If the message is a bloated JSON encoded object that is de-serialized into a
POJO and then processed really slowly then none of this will probably matter.
On the other hand if the message is a compact and binary encoded and can be
processed with minimal cache misses, this stuff might add up. My point is that
basing the TODOs on the current profile may not be optimal because the profile
is a massive consequence of the current layout and allocation patterns. Also
the profile will give %s and we might be able to keep the same %s but just
still reduce the overall time taken for the entire consumer processing cycle.
Just to belabor the point even further, the current hash map implementations
might suffer so many cache misses that they mask an underlying improvement
opportunity for the data in the maps. Switching to compact primitive arrays
based open hash maps might surface that opportunity again.

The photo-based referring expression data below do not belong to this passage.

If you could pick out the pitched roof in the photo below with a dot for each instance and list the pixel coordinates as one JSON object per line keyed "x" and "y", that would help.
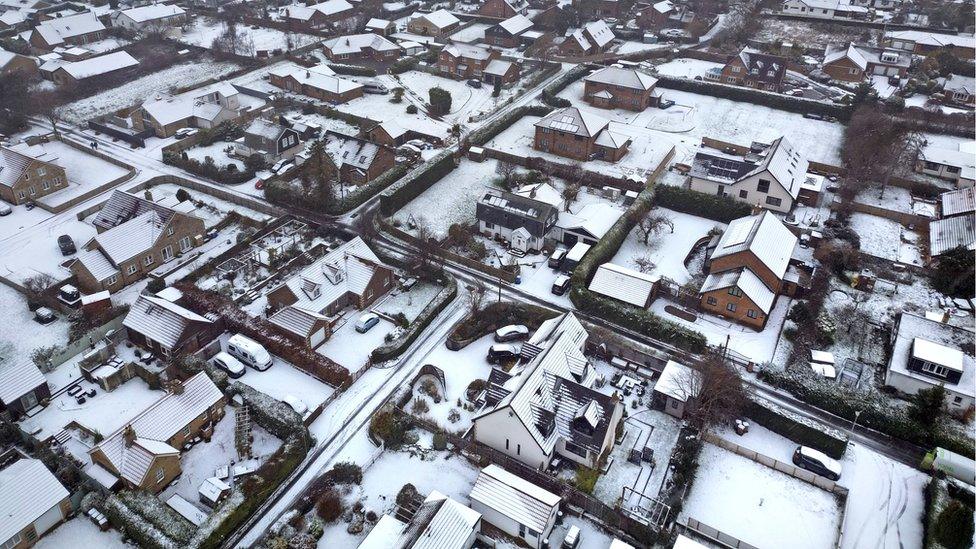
{"x": 160, "y": 320}
{"x": 156, "y": 425}
{"x": 624, "y": 284}
{"x": 764, "y": 235}
{"x": 514, "y": 497}
{"x": 628, "y": 78}
{"x": 27, "y": 491}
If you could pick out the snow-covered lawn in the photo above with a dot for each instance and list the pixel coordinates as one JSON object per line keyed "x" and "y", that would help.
{"x": 666, "y": 249}
{"x": 887, "y": 239}
{"x": 695, "y": 116}
{"x": 81, "y": 532}
{"x": 760, "y": 505}
{"x": 350, "y": 348}
{"x": 203, "y": 30}
{"x": 758, "y": 346}
{"x": 201, "y": 461}
{"x": 104, "y": 413}
{"x": 452, "y": 199}
{"x": 686, "y": 67}
{"x": 138, "y": 90}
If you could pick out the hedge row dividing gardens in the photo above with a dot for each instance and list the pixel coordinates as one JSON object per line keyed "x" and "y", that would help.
{"x": 709, "y": 206}
{"x": 618, "y": 312}
{"x": 757, "y": 97}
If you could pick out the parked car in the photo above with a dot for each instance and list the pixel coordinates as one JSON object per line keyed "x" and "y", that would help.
{"x": 560, "y": 285}
{"x": 511, "y": 332}
{"x": 43, "y": 315}
{"x": 366, "y": 322}
{"x": 296, "y": 404}
{"x": 571, "y": 541}
{"x": 817, "y": 462}
{"x": 67, "y": 245}
{"x": 556, "y": 259}
{"x": 501, "y": 352}
{"x": 250, "y": 352}
{"x": 229, "y": 364}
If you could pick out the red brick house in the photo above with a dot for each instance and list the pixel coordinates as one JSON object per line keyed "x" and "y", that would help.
{"x": 613, "y": 88}
{"x": 575, "y": 134}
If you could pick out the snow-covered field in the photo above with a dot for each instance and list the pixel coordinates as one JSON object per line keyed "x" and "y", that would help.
{"x": 203, "y": 30}
{"x": 760, "y": 505}
{"x": 666, "y": 249}
{"x": 140, "y": 89}
{"x": 452, "y": 199}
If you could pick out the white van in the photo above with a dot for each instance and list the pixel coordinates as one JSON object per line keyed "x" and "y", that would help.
{"x": 249, "y": 352}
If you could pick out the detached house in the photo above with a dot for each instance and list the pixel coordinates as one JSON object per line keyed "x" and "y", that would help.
{"x": 769, "y": 176}
{"x": 754, "y": 69}
{"x": 575, "y": 134}
{"x": 545, "y": 406}
{"x": 617, "y": 88}
{"x": 145, "y": 452}
{"x": 856, "y": 63}
{"x": 28, "y": 173}
{"x": 749, "y": 267}
{"x": 69, "y": 30}
{"x": 135, "y": 237}
{"x": 350, "y": 275}
{"x": 438, "y": 23}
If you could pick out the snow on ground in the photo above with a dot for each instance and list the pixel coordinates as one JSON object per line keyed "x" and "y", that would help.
{"x": 218, "y": 152}
{"x": 686, "y": 67}
{"x": 887, "y": 239}
{"x": 758, "y": 346}
{"x": 140, "y": 89}
{"x": 203, "y": 30}
{"x": 201, "y": 461}
{"x": 104, "y": 413}
{"x": 20, "y": 334}
{"x": 648, "y": 149}
{"x": 666, "y": 249}
{"x": 760, "y": 505}
{"x": 695, "y": 116}
{"x": 452, "y": 199}
{"x": 350, "y": 348}
{"x": 81, "y": 532}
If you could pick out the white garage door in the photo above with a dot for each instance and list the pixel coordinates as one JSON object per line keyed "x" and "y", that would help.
{"x": 48, "y": 520}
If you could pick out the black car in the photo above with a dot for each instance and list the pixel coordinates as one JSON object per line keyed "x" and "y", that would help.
{"x": 66, "y": 244}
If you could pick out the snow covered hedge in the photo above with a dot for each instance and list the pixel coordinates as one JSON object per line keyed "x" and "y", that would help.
{"x": 396, "y": 347}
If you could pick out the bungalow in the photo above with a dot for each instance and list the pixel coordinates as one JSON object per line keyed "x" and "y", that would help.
{"x": 754, "y": 69}
{"x": 151, "y": 17}
{"x": 22, "y": 386}
{"x": 521, "y": 220}
{"x": 145, "y": 452}
{"x": 619, "y": 88}
{"x": 165, "y": 328}
{"x": 769, "y": 176}
{"x": 438, "y": 23}
{"x": 855, "y": 63}
{"x": 32, "y": 502}
{"x": 360, "y": 47}
{"x": 530, "y": 521}
{"x": 748, "y": 269}
{"x": 359, "y": 161}
{"x": 28, "y": 173}
{"x": 350, "y": 275}
{"x": 927, "y": 353}
{"x": 135, "y": 236}
{"x": 579, "y": 135}
{"x": 546, "y": 406}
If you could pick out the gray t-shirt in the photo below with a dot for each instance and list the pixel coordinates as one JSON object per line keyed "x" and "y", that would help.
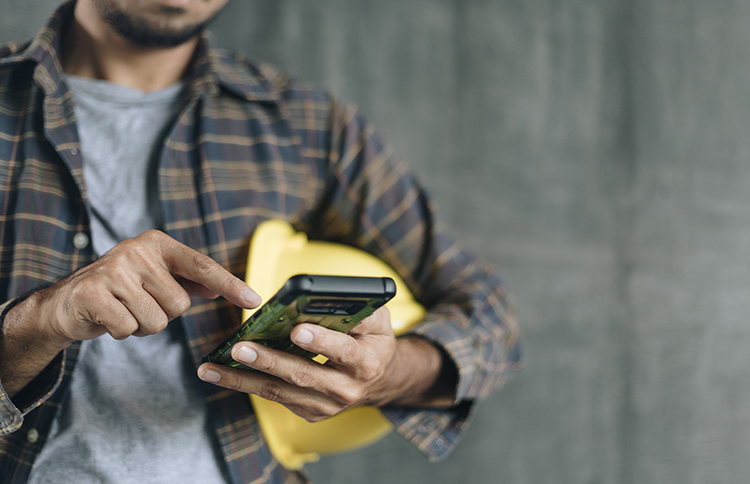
{"x": 134, "y": 413}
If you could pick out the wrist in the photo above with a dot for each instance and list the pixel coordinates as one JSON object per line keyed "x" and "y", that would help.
{"x": 420, "y": 374}
{"x": 30, "y": 322}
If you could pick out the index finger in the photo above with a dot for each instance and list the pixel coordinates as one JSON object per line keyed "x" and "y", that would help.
{"x": 200, "y": 269}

Is there a performance test that is used to keep track of the new Consumer's
performance? If so maybe I can wrap that in a JMH suite and re-use that to test
improvements?
> Memory Management on the consumer
> ---------------------------------
>
> Key: KAFKA-2045
> URL: https://issues.apache.org/jira/browse/KAFKA-2045
> Project: Kafka
> Issue Type: Sub-task
> Reporter: Guozhang Wang
>
> We need to add the memory management on the new consumer like we did in the
> new producer. This would probably include:
> 1. byte buffer re-usage for fetch response partition data.
> 2. byte buffer re-usage for on-the-fly de-compression.